I don't think it can be said much clearer than that. HP seems to be saying that this patch *definitely* contains tztab modifications for Australia.

The fix originally appeared in PHCO_37720 (which is also newer than what you currently have) but PHCO_39172 has already superseded it and of course includes the fix too.

Please read also the "Special Installation Instructions" chapter at the end of the patch notes. In this case, it tells exactly what this patch does and how to deal with tztab patches when you have a chance to do it before the D-Day.

As this patch affects tztab *only*, I don't see any reason to pick anything other than the latest applicable patch in this case.

In your specific case, you must then also undo the +1h offset you introduced to the UTC-based system clock and re-enable NTP time synchronization. Because this means turning the system clock backwards, you definitely should stop the applications while you do it. Stopping the applications also ensures that they will be using the new tztab.

MK
MK
Bill Hassell
Honored Contributor

Re: DST timezone change did not take affect

> Restarting xntp service will return the system back to non-DST time . that's the reason i changed the time manually and left the xntp service not started .

The reason that the time seemed to jump is that your local time is being displayed and interpreted incorrectly. When you start xntpd (using the start/stop script in /sbin/init.d), the first step is to 'jump' the time to the correct UTC value. There is only one time in HP-UX and that is UTC. Because your current TZ value is pointing to an entry in /usr/lib/txtab, then the UTC time is translated to the value you see in your shell prompt.

In other words, your server will have the correct time when xntpd is started. But your /usr/lib/tztab file is translating the display to the wrong information. Leave xntpd running and fix your /usr/lib/tztab file. NOTE: timezones are political definitions and have very little to do with how the world rotates. You can modify tztab yourself to define the correct DST change or you can assign the correct value in /etc/TIMEZONE. Read the man page for environ, specifically the TZ definition. You can create your own personal timezone with *any* offset and whatever switchover date you want to use.

> Looking at the latest patch , PHCO_39172 - it is superseeded PHCO_34342 . Would this means that applying PHCO_39172 on this 11.11 will totally resolve this issue ?
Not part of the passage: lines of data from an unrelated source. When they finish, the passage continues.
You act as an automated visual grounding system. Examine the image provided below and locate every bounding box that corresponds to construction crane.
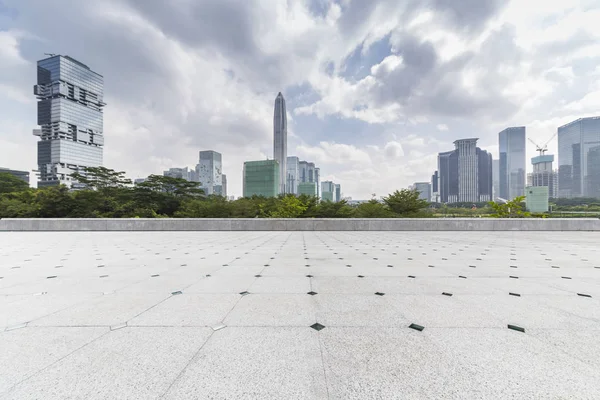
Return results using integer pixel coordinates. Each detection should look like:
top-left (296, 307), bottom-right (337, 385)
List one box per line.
top-left (528, 132), bottom-right (558, 156)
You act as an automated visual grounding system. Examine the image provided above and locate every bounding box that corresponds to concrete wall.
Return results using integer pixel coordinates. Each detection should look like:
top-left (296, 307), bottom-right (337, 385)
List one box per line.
top-left (0, 218), bottom-right (600, 231)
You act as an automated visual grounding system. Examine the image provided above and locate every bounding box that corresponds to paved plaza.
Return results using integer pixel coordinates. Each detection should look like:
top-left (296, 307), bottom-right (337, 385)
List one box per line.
top-left (0, 231), bottom-right (600, 400)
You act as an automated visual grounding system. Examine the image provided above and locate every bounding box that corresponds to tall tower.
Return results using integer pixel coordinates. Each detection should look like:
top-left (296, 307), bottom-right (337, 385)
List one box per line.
top-left (498, 126), bottom-right (527, 200)
top-left (273, 92), bottom-right (287, 193)
top-left (33, 55), bottom-right (106, 187)
top-left (454, 139), bottom-right (478, 202)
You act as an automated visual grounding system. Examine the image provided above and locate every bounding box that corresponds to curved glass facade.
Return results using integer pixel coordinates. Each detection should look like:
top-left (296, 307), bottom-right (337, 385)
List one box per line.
top-left (558, 117), bottom-right (600, 198)
top-left (34, 56), bottom-right (105, 187)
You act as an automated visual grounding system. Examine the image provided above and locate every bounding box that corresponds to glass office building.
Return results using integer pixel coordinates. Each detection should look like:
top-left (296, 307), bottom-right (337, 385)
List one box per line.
top-left (196, 150), bottom-right (226, 196)
top-left (242, 160), bottom-right (281, 197)
top-left (33, 55), bottom-right (106, 187)
top-left (558, 117), bottom-right (600, 198)
top-left (498, 126), bottom-right (527, 200)
top-left (273, 92), bottom-right (288, 193)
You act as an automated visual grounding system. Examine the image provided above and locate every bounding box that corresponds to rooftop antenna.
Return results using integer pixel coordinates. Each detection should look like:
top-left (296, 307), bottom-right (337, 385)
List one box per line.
top-left (528, 131), bottom-right (558, 156)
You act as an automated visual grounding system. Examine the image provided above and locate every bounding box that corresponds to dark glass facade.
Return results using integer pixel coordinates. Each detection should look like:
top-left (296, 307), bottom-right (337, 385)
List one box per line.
top-left (34, 56), bottom-right (105, 187)
top-left (558, 117), bottom-right (600, 198)
top-left (498, 126), bottom-right (527, 200)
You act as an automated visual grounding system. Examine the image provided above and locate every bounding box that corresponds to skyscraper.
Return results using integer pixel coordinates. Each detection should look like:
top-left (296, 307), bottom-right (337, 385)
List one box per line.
top-left (33, 55), bottom-right (106, 187)
top-left (558, 117), bottom-right (600, 198)
top-left (438, 139), bottom-right (492, 203)
top-left (498, 126), bottom-right (527, 200)
top-left (286, 156), bottom-right (300, 194)
top-left (242, 160), bottom-right (281, 197)
top-left (273, 92), bottom-right (287, 193)
top-left (196, 150), bottom-right (224, 196)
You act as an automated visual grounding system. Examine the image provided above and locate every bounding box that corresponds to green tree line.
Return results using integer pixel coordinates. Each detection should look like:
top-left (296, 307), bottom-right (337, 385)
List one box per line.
top-left (0, 167), bottom-right (433, 218)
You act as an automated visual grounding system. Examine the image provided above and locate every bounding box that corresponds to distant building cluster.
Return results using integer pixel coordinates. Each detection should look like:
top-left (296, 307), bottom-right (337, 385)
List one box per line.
top-left (242, 92), bottom-right (342, 201)
top-left (0, 55), bottom-right (600, 206)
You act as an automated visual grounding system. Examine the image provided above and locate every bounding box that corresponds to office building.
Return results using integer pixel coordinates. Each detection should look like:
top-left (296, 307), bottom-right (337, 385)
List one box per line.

The patch is nothing more than a copy of the latest tztab file from HP. It is quite difficult to keep the dozens of locally defined timezone rules up to date. When a change in the rules occurs in your local area, you can safely assume that it will take some time to get the latest rules into a patch and distributed. That's why you have the option to edit the tztab file yourself.

According to PHCO_39172, Australian time was updated in PHCO_37720, so your PHCO_34342 patch is extremely outdated. The patch requires no reboot, is very low risk and can be backed out very quickly. When you download and install the patch, compare your old tztab file with the one in the patch. That will tell you if it has been updated.


Bill Hassell, sysadmin
Dennis Handly
Acclaimed Contributor

Re: DST timezone change did not take affect

># date -u
Wed Oct 7 14:34:01 UTC 2009

As MK said, you are an hour too fast.

After I downloaded the latest tztab(4) patch PHCO_39173, I now get what you want:
$ TZ=EST-10EDT dst.pl
Sun Apr 05 02:59:59 EDT 2009 --> Sun Apr 05 02:00:00 EST 2009
Sun Oct 04 01:59:59 EST 2009 --> Sun Oct 04 03:00:00 EDT 2009
mvpel
Trusted Contributor

Re: DST timezone change did not take affect

Implementation dates of Daylight Savings Time in Australia:

http://www.bom.gov.au/climate/averages/tables/dst_times.shtml

The change for the current patch was probably the April 12, 2007 legislation, which gave folks a year of advance notice for the change to go into effect in 2008.

There's probably going to be another patch coming up soon, since WA just rejected DST earlier this year after a three-year trial which started December 3, 2006.